— Знаешь, это такая гидра… — шутливо поморщился Игорь.
Медведев расхохотался:
— Ну что верно, то верно!
Медведев, понятно, только подлил масла в огонь. Это была ее последняя лекция, которая заканчивалась в четыре десять, а он мог освободиться, как всегда по понедельникам, только без пятнадцати шесть, и если она его не подождет где-нибудь в библиотеке, как обычно, а уедет домой, в свою бестелефонную квартиру, то впереди у него пустой нищенский вечер: с тестем посидеть рядышком у разноцветного телевизора… На последнем семинаре только об этом и думал: подождет — не подождет? Даже решил загадать: если Парюгин не подготовит своего доклада по Фрейду, то — не подождет. Шансов было мало. На Парюгина еще труднее надеяться, чем на самбиста. Он слыл одним из заводил на Черной лестнице и дружил с Евдокимовым.

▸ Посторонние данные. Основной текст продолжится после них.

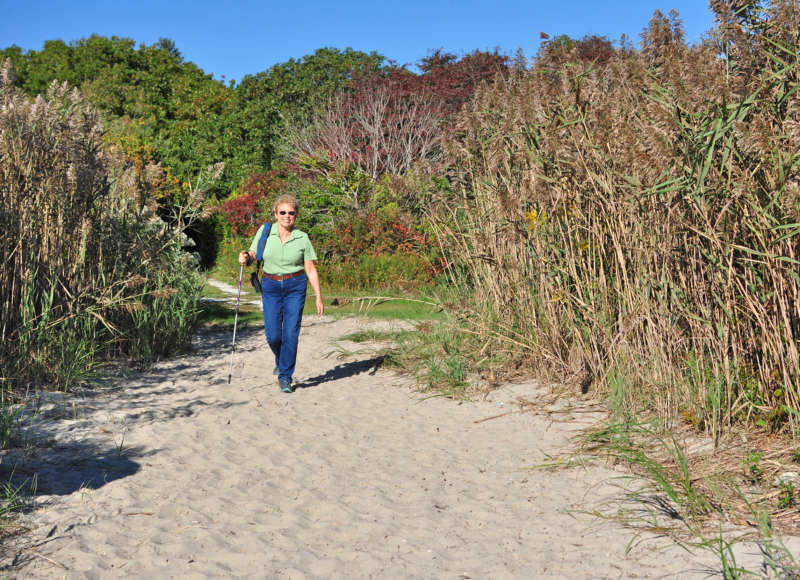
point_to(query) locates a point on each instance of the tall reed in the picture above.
(635, 223)
(89, 271)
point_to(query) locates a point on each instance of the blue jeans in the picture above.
(283, 303)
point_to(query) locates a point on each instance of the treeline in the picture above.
(623, 217)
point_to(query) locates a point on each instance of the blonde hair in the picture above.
(286, 198)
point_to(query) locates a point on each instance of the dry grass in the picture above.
(635, 225)
(88, 270)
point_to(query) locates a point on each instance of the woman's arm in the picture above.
(313, 279)
(246, 257)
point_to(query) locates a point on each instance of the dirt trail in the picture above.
(175, 473)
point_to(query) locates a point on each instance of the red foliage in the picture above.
(373, 233)
(248, 210)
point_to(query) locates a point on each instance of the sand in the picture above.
(174, 473)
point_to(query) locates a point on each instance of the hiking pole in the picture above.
(235, 320)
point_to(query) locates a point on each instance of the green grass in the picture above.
(395, 308)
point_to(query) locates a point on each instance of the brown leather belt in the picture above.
(280, 277)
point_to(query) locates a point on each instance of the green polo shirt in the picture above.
(284, 258)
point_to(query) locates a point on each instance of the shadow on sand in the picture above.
(343, 371)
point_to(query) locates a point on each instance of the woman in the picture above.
(288, 265)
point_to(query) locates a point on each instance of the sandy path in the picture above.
(175, 473)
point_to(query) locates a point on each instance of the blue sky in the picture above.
(232, 38)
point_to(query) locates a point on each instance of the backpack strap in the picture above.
(262, 242)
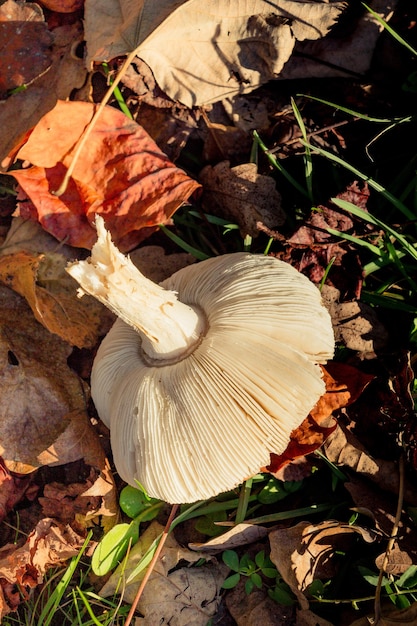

Игоря он постоянно возмущая своим значком, привинченным к полосатому свитеру, с надписью: «Освобожден от рукопожатия». Игорь считал этот значок выражением высокомерия и хамства одновременно. Парюгин доклада не подготовил, и долго сдерживавшийся Игорь рассердился не на шутку. Он раскричался на всю аудиторию, что не допустит Парюгина до экзамена, что таким, как он, нечего делать в Институте и что не к лицу комсомольцу таскать дурацкие значки. С невинной мордой Парюгин принялся возражать, что этот значок как раз «очень комсомольский», что его носили комсомольцы двадцатых годов и что он выражает справедливые гигиенические требования как своего, так и нашего времени.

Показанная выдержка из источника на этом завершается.